Il est classique de faire des adolescents des êtres de frontières, en prolongeant la formule de Freud concernant le Moi. Ils se tiennent aux confins de l’enfance et de l’âge adulte, de l’individuel et du groupal, du familial et du social, de l’agir et du penser. L’adolescent vient mettre en question et parfois en péril les limites, les cherchant pour mieux les transgresser. Pour un certain nombre d’entre eux, la quête des limites prend une forme plus ambiguë mêlant quête de soi et menace sur l’avenir. Le recours aux scarifications s’inscrit dans ce registre potentiellement trophique ou toxique, où le malaise à entrer dans l’âge adulte vient figer le processus adolescent au risque de l’entraver de manière durable.

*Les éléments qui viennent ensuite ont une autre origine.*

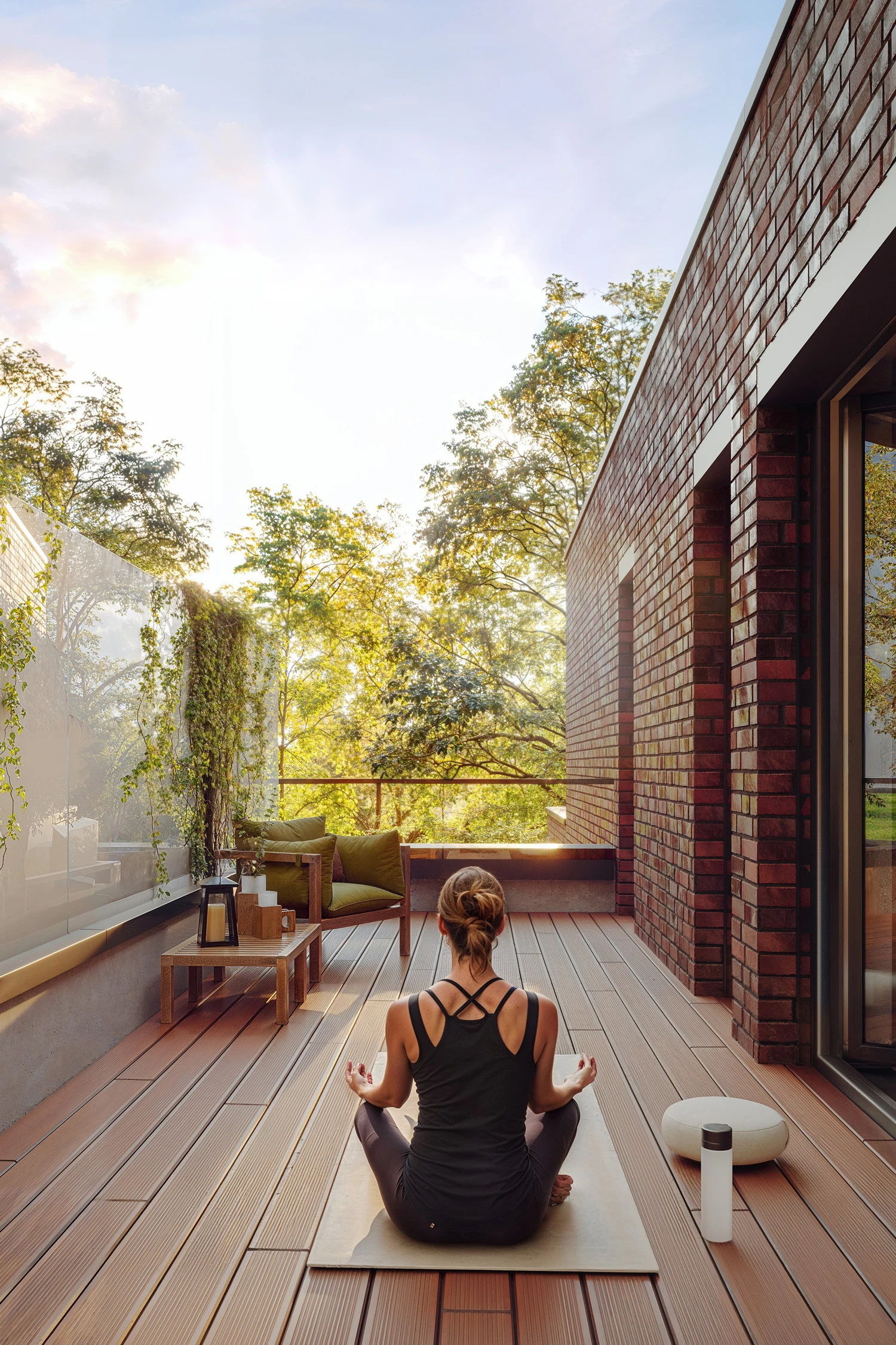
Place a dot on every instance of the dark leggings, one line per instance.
(550, 1138)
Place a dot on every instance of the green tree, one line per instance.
(323, 581)
(479, 684)
(82, 463)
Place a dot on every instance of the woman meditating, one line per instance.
(493, 1133)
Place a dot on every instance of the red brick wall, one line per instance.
(815, 147)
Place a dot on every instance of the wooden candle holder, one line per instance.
(247, 903)
(267, 922)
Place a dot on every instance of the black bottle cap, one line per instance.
(716, 1135)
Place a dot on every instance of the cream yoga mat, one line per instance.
(596, 1230)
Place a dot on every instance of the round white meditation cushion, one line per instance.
(759, 1133)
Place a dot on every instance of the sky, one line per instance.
(302, 234)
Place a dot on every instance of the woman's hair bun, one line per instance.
(472, 907)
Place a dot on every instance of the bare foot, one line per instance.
(561, 1190)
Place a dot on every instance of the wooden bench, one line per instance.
(251, 952)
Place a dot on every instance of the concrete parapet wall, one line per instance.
(57, 1030)
(535, 877)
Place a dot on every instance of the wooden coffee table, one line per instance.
(252, 952)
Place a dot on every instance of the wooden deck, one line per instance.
(170, 1193)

L’adolescence ne peut se réduire à sa définition première développementale, de période de la vie située entre l’enfance et l’âge adulte. Elle est un organisateur de la vie psychique pour É. Kestemberg (1999). Elle revêt une dimension processuelle qui se déploie dans ce que nous proposons d’appeler enjeux et travail de frontière (De Luca et al., 2019).
À l’adolescence, les scarifications mobilisent des enjeux aux confins du corps et de la psyché, de l’agir et de la figuration, du normal et du pathologique, d’une logique processuelle et anti processuelle. En raison de la grande diversité des configurations et des enjeux psychiques sous-tendus par ces conduites – destructivité, masochisme, pulsions partielles… – nous avons souhaité nous intéresser aux cicatrices laissées par ces incisions superficielles volontaires que sont les scarifications…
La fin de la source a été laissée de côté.